Home · IGCSE 0625 · Motion, forces, energy · Acceleration and gradients · Practice
Extended · Practice questions · Acceleration and gradients

Subtract first, then divide.

Six original Cambridge-style Extended questions on defining acceleration, the change-in-velocity calculation, deceleration and its sign, and the v / t versus Δv / t trap.

Original questions All questions on this page are original work, written in the Cambridge IGCSE style. They are not from past papers. They test the same concepts and skills the syllabus rewards.
Keep these straight

a = (v − u) ÷ t.

01
[2 marks]

Define acceleration and state its SI unit.

  • Acceleration is the change in velocity per unit time. ✓
  • SI unit: metre per second squared (m/s²). ✓
02
Calculation
[2 marks]

A car speeds up from 8.0 m/s to 24 m/s in 4.0 s. Calculate its acceleration.

a = (v − u) ÷ t = (24 − 8.0) ÷ 4.0 = 16 ÷ 4.0

a = 4.0 m/s²

03
Calculation
[3 marks]

A cyclist slows from 20 m/s to rest in 5.0 s. Calculate the acceleration and explain what the sign of your answer means.

a = (0 − 20) ÷ 5.0 = −20 ÷ 5.0

a = −4.0 m/s²

  • The negative sign shows the cyclist is decelerating (slowing down). ✓
04
Analysis
[2 marks]

On a velocity-time graph, state what is represented by:

(a)the gradient of the line; (b)a line sloping downward.
  • (a) The gradient represents the acceleration. ✓
  • (b) A downward slope means the object is decelerating (negative acceleration). ✓
05
Calculation
[3 marks]

To find the acceleration of a car that goes from 5.0 m/s to 25 m/s in 4.0 s, a student divides 25 by 4.0. Explain the error and give the correct acceleration.

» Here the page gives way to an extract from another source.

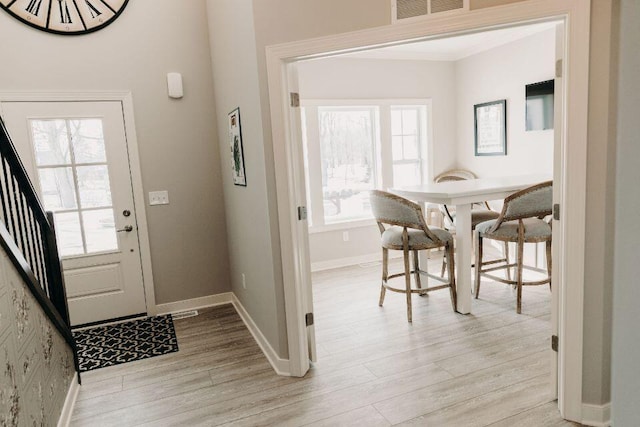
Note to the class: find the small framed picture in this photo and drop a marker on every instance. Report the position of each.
(237, 152)
(491, 128)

  • Acceleration uses the change in velocity, not the final velocity, so they must subtract u first. ✓
a = (25 − 5.0) ÷ 4.0 = 20 ÷ 4.0

a = 5.0 m/s² not 25 ÷ 4 = 6.25

06
Calculation
[2 marks]

A straight section of a velocity-time graph rises from 6.0 m/s at t = 0 to 26 m/s at t = 10 s. Calculate the acceleration over this section.

Gradient.

a = (26 − 6.0) ÷ (10 − 0) = 20 ÷ 10

a = 2.0 m/s²